RAUM, Judge: The burden was upon petitioner to show that the expenses in question were deductible. Welch v. Helvering, 290 U.S. 111">290 U.S. 111. We think that burden has not been met, and that the record affirmatively demonstrates that the deduction is not allowable. The expenses in question were personal; they were not proximately related to petitioner's business. His business was the practice of law; he was a partner in a New York law firm; and the expenses herein in no way grew out of the business of that firm. Nor is it accurate to say that they grew out of his practicing law in Connecticut. Although petitioner did take part in the Connecticut proceedings, we are convinced that the essence of the contempt action was his active participation in harboring the children in his home knowing that they were being kept in*230 violation of the New York decrees. It was made clear throughout, in Judge Fennelly's opinions and in the opinions in the Appellate Division, that petitioner was within his legal rights in representing his wife in the Connecticut proceedings. True, there was reference to the fact that petitioner is an attorney and to the part that he played in those proceedings, but a fair reading of the documents in the contempt action leads to the definite conclusion that such facts merely illuminated the contempt of which he was found guilty. The crux of the charge was aiding and abetting his wife in harboring the children in his home in defiance of orders of the New York court.

Moreover, even if the Connecticut proceedings did constitute an essential ingredient in the contempt charge, it may well be doubted whether the expenses could be regarded as growing out of petitioner's "trade or business" within the meaning of Section 23 (a) of the Code.

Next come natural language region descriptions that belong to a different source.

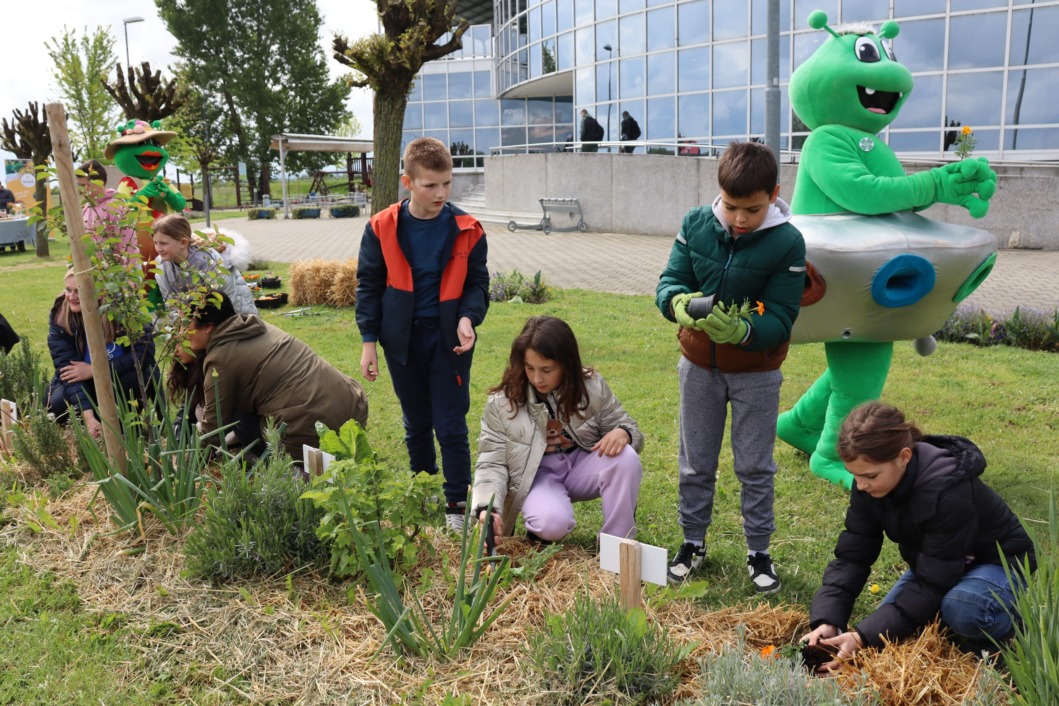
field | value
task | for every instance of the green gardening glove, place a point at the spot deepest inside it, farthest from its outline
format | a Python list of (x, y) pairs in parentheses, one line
[(722, 327), (679, 306)]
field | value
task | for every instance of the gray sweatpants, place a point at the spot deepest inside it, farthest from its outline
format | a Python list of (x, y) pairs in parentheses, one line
[(704, 396)]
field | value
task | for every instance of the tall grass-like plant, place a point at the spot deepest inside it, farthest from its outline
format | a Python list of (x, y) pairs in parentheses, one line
[(408, 627), (598, 651), (1033, 655), (165, 473), (255, 522)]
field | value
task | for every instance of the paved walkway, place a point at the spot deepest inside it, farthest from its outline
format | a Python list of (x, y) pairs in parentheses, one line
[(615, 263)]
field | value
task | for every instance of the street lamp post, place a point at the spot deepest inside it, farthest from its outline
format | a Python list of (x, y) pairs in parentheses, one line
[(610, 70), (127, 21)]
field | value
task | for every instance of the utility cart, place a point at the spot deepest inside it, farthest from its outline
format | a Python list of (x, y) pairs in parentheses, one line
[(549, 206)]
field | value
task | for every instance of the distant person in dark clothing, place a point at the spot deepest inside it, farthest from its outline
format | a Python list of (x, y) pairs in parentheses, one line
[(630, 131), (6, 198), (7, 336), (591, 132)]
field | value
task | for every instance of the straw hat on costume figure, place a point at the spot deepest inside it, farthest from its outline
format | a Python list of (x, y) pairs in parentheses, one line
[(140, 151), (878, 272)]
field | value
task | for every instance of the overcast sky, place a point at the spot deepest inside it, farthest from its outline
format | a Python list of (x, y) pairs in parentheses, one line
[(25, 69)]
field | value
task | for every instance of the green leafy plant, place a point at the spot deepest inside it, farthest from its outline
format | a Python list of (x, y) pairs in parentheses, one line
[(22, 375), (598, 650), (165, 473), (43, 445), (255, 522), (964, 146), (1023, 328), (515, 287), (1033, 654), (356, 485), (409, 629), (345, 211), (38, 440), (738, 675)]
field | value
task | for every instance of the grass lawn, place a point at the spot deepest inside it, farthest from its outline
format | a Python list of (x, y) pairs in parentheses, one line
[(1004, 399)]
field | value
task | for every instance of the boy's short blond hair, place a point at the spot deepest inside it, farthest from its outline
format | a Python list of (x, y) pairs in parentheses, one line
[(747, 168), (427, 154)]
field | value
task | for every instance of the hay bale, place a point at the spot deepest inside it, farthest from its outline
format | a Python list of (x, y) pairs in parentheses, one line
[(343, 291), (310, 282)]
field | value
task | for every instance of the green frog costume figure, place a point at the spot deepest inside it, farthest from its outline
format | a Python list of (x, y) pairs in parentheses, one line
[(878, 272), (140, 151)]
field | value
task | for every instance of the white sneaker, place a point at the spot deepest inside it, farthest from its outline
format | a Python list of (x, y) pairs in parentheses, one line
[(454, 513), (763, 573), (687, 560), (454, 522)]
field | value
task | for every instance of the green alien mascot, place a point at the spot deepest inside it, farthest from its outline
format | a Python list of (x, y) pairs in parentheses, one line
[(879, 272), (140, 151)]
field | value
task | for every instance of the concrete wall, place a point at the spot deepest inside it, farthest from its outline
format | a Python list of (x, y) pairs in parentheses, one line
[(649, 194)]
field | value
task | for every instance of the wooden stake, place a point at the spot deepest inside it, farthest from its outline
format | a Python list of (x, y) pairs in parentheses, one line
[(86, 287), (9, 415), (629, 575)]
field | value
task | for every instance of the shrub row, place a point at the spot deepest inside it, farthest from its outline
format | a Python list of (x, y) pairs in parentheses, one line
[(1023, 328)]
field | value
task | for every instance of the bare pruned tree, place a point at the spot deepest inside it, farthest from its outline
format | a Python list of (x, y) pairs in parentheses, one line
[(144, 95)]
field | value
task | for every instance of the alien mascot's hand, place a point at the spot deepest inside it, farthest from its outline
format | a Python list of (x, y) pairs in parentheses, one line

The Connecticut proceedings were unrelated to petitioner's legal practice; to the extent that he participated therein, he was merely utilizing his professional skills for a wholly personal objective.

Nor are the expenses in question converted into "trade*231 or business" expenses by reason of the alleged injury that petitioner's legal practice might suffer as a result of the notoriety attendant upon the contempt proceedings. The point appears to be a highly dubious one, but, in any event, the record is far from satisfactory in substantiating any such threatened injury. Petitioner admitted that his income was not reduced in any way during the year in which the contempt proceedings were pending. He testified that his practice consisted mostly of corporate law, and there is no basis, upon this record, to conclude, apart from some unsatisfactorily general statements made by petitioner himself, that his personal involvement in the contempt proceedings constituted any substantial threat to his law practice.

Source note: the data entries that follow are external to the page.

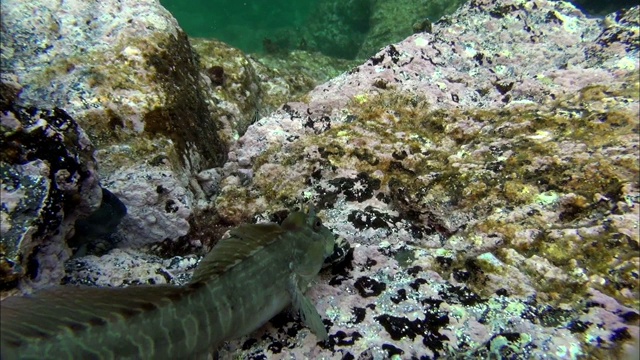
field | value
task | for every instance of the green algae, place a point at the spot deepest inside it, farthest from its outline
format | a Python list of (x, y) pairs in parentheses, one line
[(479, 161)]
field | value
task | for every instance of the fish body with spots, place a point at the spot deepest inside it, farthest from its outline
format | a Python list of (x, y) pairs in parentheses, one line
[(243, 282)]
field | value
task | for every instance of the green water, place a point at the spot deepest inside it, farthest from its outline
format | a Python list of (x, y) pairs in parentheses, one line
[(340, 28)]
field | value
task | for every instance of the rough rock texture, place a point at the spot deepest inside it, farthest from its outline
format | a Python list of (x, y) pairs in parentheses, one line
[(127, 74), (391, 21), (487, 177), (48, 179), (242, 88), (485, 174)]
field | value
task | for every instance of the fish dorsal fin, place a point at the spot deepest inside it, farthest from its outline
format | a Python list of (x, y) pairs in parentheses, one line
[(50, 312), (243, 242)]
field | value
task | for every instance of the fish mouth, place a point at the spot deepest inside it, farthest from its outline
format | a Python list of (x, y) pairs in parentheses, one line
[(341, 248)]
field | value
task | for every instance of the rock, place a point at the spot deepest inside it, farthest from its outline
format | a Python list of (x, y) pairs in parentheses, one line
[(486, 177), (49, 180), (128, 75)]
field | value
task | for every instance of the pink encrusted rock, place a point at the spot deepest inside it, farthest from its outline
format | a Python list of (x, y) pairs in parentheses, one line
[(49, 180), (128, 75), (474, 234)]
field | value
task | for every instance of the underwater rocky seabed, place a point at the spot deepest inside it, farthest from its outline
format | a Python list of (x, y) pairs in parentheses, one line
[(485, 174)]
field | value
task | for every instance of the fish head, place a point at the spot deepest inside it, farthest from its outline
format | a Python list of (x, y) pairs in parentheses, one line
[(314, 242)]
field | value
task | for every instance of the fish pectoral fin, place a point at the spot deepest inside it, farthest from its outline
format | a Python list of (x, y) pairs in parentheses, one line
[(307, 311)]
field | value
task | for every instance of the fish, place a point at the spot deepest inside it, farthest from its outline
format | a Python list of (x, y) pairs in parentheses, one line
[(244, 281)]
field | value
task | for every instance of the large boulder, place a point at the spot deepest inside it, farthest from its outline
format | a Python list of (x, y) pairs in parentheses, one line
[(486, 176), (126, 72), (48, 180)]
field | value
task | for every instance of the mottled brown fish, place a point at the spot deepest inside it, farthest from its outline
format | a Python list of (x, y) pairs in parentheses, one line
[(242, 283)]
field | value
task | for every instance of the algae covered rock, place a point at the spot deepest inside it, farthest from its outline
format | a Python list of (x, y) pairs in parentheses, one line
[(49, 180)]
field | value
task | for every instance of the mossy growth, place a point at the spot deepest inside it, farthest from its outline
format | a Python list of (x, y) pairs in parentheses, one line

Since we have concluded that the expenses in question were not incurred by petitioner in carrying on a "trade or business", it becomes unnecessary to consider whether the deduction must be disallowed for the further reason that the expenses were not "ordinary and necessary" within the meaning of Section 23 (a).

Petitioner makes an alternative contention that the challenged deduction is allowable as a non-trade or non-business expense*232 under Section 23 (a) (2). We think that those provisions are obviously not applicable to the facts of this case.

Decision will be entered for the respondent.